The peer review process is essential for maintaining scientific integrity but can take up to six months or longer to complete. Preprints – manuscripts that have not undergone peer review – have gained support in recent times as they can expedite research findings into the public domain. During the current coronavirus pandemic in particular, the use of preprints has increased dramatically in response to the need for rapid data sharing in the global effort to contain the spread of the virus. A recent editorial in The BMJ by Dr van Schalkwyk and colleagues discusses the implications of this increase and whether the potential benefits of preprints outweigh the risks.
The main concerns regarding the use of preprints relate to matters of credibility and misinformation, whether intentional or otherwise. The authors highlight a recent example where two preprints proposing a protective link between smoking and COVID-19 were picked up by the media and widely disseminated. Questions were later raised about the study methods and potential author links to the tobacco industry. The preprints were published on Qeios, which does not warn readers that content is not peer reviewed (unlike other platforms, such as medRxiv) and, until recently, did not require authors to declare potential conflicts of interest.
The authors suggest that preprint platforms require standards in order to maintain scientific integrity and minimise the potential misuse of the preprint publishing process by those with vested interests.

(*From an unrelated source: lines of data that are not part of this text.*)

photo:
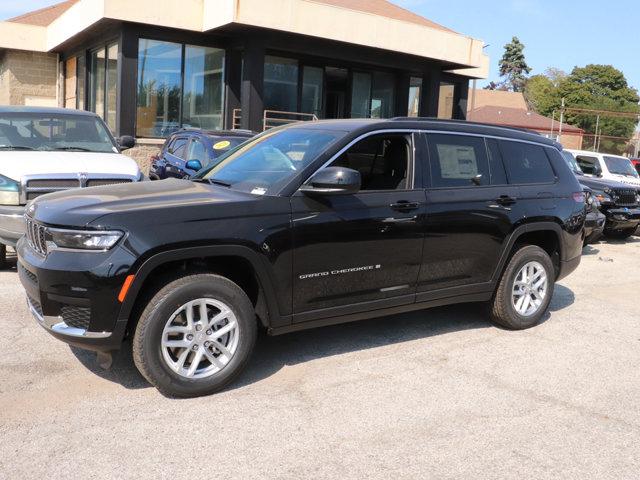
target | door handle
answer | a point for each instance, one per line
(505, 200)
(404, 206)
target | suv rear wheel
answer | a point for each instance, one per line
(195, 335)
(525, 289)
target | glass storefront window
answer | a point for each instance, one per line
(159, 88)
(97, 81)
(415, 92)
(445, 100)
(280, 84)
(112, 86)
(81, 73)
(361, 95)
(203, 88)
(312, 90)
(382, 95)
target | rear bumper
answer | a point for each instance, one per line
(11, 224)
(622, 218)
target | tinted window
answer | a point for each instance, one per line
(526, 163)
(458, 161)
(498, 173)
(382, 160)
(178, 147)
(588, 165)
(197, 151)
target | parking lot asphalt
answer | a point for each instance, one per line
(433, 394)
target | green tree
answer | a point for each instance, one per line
(601, 87)
(513, 66)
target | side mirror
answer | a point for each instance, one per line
(194, 165)
(333, 181)
(126, 141)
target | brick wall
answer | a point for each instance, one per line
(28, 78)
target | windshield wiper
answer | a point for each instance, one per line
(73, 149)
(211, 181)
(15, 147)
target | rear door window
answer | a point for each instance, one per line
(526, 163)
(458, 161)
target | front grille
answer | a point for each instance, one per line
(100, 182)
(33, 303)
(36, 235)
(28, 274)
(625, 197)
(77, 317)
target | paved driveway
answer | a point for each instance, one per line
(434, 394)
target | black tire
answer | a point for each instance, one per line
(3, 256)
(620, 234)
(503, 313)
(147, 340)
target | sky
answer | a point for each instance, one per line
(556, 33)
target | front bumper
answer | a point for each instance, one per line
(622, 218)
(11, 224)
(73, 295)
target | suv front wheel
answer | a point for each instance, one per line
(195, 335)
(525, 289)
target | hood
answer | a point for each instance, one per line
(163, 199)
(600, 183)
(16, 164)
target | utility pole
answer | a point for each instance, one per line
(561, 121)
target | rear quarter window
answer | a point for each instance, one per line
(526, 163)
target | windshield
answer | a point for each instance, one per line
(267, 162)
(620, 166)
(48, 132)
(571, 161)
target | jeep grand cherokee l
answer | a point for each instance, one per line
(309, 225)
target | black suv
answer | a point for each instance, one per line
(309, 225)
(619, 202)
(187, 151)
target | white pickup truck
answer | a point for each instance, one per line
(44, 150)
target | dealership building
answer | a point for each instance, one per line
(149, 67)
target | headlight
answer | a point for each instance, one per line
(82, 240)
(9, 191)
(603, 198)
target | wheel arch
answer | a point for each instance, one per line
(168, 265)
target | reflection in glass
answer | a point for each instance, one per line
(361, 95)
(415, 91)
(96, 85)
(203, 88)
(280, 84)
(312, 86)
(382, 95)
(112, 85)
(159, 92)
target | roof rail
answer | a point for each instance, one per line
(463, 122)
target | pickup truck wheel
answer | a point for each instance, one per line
(525, 289)
(195, 336)
(620, 234)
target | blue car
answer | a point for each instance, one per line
(187, 151)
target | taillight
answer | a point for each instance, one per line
(580, 197)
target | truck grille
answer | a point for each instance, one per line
(625, 197)
(35, 187)
(36, 235)
(77, 317)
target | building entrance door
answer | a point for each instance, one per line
(337, 87)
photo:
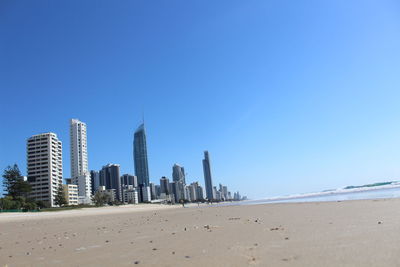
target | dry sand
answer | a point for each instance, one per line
(352, 233)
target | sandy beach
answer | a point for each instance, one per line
(350, 233)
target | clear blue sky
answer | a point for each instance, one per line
(287, 96)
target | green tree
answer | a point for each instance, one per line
(14, 183)
(60, 197)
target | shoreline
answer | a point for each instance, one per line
(342, 233)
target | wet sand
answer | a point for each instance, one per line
(351, 233)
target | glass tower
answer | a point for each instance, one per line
(140, 156)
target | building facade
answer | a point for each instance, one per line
(110, 179)
(79, 159)
(140, 156)
(44, 166)
(178, 174)
(207, 176)
(71, 194)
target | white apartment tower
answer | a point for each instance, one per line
(79, 160)
(44, 166)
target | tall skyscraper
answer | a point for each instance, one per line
(178, 174)
(79, 160)
(164, 185)
(207, 176)
(140, 156)
(110, 178)
(94, 180)
(44, 166)
(128, 179)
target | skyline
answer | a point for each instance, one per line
(288, 97)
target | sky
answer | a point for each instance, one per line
(287, 96)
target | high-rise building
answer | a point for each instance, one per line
(94, 180)
(71, 194)
(110, 176)
(128, 179)
(164, 186)
(178, 174)
(44, 166)
(140, 156)
(153, 191)
(79, 160)
(207, 176)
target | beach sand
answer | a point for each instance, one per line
(349, 233)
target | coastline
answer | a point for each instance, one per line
(347, 233)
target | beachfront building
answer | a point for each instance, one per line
(79, 160)
(140, 156)
(127, 179)
(110, 178)
(94, 180)
(130, 194)
(178, 174)
(164, 186)
(44, 166)
(110, 192)
(145, 194)
(71, 194)
(207, 176)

At a minimum, they suggest that declarations of competing interests and funding sources should be made mandatory and transparent policies should be implemented for dealing with industry-funded research. The authors conclude that the use of evolving methods of publication, such as preprints, requires caution. Further scrutiny is needed to ensure that timely access to evidence is not undermined by potential harms resulting from the release and dissemination of unreliable data.